Transformers: Difference between base and large tokenizer?

Created on 28 Mar 2019 · 4Comments · Source: huggingface/transformers

I understand that a cased tokenizer and an uncased one are surely different because their vocabs are different in casing, but how does a base tokenizer different from a large tokenizer? Does a large tokenizer have a larger vocab?

Discussion wontfix

Source

ZhaofengWu

Most helpful comment

I did a diff on the two vocabulary files and there is no difference. As long as you use the uncased version at least. I haven't investigated others.

mhattingpete on 8 Apr 2019

👍2

All 4 comments

I haven't looked in the details of the vocabularies for each model.
If you investigate this question, be sure to share the results here, it may interest others as well!

thomwolf on 3 Apr 2019

I did a diff on the two vocabulary files and there is no difference. As long as you use the uncased version at least. I haven't investigated others.

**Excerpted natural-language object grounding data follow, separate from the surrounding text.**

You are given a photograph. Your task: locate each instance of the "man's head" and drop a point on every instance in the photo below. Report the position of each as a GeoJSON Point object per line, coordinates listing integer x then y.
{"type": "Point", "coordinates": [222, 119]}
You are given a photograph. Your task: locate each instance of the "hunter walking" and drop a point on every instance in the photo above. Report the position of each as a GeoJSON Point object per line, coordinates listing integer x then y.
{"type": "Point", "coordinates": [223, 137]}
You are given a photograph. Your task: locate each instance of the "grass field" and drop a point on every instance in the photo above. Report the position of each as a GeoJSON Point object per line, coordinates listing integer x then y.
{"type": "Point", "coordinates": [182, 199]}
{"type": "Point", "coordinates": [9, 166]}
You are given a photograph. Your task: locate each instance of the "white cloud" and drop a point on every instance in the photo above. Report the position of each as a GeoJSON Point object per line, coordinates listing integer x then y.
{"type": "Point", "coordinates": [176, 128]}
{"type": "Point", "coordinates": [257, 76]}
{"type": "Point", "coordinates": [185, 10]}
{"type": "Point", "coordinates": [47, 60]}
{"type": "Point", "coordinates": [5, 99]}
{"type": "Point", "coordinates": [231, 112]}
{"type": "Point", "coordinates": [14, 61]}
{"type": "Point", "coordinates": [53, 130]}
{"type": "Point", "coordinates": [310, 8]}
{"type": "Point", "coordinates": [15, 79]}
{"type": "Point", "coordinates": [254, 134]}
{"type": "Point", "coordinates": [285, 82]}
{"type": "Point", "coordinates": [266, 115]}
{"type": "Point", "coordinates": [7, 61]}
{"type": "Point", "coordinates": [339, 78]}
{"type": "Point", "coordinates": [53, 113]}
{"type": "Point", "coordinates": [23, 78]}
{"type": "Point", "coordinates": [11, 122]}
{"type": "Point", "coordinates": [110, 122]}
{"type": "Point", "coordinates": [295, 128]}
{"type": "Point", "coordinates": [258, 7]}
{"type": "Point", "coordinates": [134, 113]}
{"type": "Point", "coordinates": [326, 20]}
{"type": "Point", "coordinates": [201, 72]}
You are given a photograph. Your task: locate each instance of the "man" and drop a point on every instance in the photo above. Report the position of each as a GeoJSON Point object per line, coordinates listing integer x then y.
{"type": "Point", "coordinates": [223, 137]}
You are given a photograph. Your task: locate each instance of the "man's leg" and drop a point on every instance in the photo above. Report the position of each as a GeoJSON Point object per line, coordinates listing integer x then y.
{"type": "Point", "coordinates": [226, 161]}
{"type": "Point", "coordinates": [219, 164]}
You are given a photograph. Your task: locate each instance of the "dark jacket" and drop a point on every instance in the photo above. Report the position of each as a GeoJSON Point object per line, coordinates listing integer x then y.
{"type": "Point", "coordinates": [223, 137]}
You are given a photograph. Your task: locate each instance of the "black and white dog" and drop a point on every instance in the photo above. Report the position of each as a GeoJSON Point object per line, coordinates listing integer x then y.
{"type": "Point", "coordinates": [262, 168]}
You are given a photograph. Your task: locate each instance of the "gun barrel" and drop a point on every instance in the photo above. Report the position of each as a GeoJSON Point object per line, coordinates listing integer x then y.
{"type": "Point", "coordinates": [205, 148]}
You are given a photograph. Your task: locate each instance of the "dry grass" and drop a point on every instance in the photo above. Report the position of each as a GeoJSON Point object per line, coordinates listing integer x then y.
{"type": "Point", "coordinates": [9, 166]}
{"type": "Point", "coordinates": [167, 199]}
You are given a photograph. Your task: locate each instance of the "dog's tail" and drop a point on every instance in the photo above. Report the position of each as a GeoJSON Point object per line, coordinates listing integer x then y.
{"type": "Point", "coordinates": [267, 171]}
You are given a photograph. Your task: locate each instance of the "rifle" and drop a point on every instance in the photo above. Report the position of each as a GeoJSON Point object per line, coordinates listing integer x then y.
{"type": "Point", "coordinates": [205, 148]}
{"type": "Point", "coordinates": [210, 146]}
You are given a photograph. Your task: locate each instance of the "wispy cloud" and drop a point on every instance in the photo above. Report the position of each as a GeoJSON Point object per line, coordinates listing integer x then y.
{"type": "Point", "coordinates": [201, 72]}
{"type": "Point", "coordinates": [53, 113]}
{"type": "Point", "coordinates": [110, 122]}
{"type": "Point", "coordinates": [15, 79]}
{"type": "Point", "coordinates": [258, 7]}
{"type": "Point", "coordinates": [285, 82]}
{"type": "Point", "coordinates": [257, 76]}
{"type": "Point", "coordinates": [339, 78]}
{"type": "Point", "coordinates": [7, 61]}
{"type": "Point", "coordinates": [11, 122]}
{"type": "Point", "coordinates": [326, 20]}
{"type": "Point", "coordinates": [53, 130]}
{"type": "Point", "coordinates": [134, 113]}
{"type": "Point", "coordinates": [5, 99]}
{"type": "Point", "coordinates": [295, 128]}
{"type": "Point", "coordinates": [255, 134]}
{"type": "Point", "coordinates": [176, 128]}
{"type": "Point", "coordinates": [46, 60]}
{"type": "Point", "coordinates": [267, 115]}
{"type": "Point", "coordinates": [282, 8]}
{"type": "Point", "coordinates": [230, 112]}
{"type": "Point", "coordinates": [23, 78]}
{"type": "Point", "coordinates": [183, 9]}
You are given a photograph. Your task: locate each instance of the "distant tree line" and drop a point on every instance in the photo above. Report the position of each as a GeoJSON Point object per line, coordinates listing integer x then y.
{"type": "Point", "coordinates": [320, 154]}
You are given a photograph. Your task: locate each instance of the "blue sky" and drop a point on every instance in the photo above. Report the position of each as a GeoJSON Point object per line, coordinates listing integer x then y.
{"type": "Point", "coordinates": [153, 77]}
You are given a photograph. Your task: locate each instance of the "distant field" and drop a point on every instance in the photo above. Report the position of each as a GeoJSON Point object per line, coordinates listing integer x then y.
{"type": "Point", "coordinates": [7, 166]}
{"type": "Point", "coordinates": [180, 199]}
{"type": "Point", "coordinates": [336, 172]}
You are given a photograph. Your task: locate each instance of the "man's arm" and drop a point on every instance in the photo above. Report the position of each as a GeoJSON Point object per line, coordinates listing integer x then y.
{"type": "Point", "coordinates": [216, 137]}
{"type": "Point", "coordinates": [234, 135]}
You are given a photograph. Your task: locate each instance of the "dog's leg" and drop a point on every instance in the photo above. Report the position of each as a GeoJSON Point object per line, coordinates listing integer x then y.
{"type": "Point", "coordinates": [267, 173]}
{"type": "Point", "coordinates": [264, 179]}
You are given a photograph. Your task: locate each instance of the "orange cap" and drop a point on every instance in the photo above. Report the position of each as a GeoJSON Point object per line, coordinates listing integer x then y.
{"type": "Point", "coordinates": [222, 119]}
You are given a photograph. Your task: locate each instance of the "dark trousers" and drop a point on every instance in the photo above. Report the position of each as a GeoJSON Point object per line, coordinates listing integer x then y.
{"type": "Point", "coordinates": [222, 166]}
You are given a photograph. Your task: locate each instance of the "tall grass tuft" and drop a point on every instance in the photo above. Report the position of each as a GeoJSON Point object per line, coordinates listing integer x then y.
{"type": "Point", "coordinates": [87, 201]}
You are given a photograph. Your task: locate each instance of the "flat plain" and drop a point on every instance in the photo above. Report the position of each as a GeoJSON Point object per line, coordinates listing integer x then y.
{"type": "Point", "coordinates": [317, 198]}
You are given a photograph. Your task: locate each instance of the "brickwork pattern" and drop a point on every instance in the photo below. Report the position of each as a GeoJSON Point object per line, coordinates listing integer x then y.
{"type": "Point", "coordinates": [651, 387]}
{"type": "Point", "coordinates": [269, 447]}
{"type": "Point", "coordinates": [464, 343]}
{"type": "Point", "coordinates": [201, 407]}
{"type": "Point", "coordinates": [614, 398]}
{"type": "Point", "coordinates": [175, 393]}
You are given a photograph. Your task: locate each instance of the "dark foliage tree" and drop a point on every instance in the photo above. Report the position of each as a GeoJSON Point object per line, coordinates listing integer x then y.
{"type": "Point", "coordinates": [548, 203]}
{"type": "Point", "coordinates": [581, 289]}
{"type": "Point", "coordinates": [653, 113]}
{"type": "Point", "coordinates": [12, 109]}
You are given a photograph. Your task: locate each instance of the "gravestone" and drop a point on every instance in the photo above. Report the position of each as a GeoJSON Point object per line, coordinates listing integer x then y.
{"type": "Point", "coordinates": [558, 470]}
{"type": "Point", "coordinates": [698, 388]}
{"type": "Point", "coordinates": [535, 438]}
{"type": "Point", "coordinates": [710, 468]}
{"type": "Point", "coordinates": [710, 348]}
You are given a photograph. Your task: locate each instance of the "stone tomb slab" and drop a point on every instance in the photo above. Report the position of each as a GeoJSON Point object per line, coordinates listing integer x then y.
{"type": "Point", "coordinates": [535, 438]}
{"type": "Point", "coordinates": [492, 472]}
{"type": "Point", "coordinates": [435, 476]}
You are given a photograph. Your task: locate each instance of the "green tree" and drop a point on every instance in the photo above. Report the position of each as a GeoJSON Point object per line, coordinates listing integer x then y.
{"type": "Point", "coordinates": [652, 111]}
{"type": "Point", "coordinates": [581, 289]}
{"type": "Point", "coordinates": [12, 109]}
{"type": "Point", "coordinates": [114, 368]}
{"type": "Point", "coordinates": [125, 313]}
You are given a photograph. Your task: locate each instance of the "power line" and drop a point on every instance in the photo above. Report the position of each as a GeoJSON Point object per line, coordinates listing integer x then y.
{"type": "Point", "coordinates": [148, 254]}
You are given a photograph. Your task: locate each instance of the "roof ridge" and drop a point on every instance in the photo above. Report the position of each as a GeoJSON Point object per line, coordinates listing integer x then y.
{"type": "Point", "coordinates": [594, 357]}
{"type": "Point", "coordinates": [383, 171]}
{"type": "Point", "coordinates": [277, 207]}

mhattingpete on 8 Apr 2019

👍2

This issue has been automatically marked as stale because it has not had recent activity. It will be closed if no further activity occurs. Thank you for your contributions.

stale[bot] on 7 Jun 2019

I can validate @mhattingpete 's research.
I tokenized a big collection of text with the uncased tokenizer from both the base and the large model and both tokenizations are identical.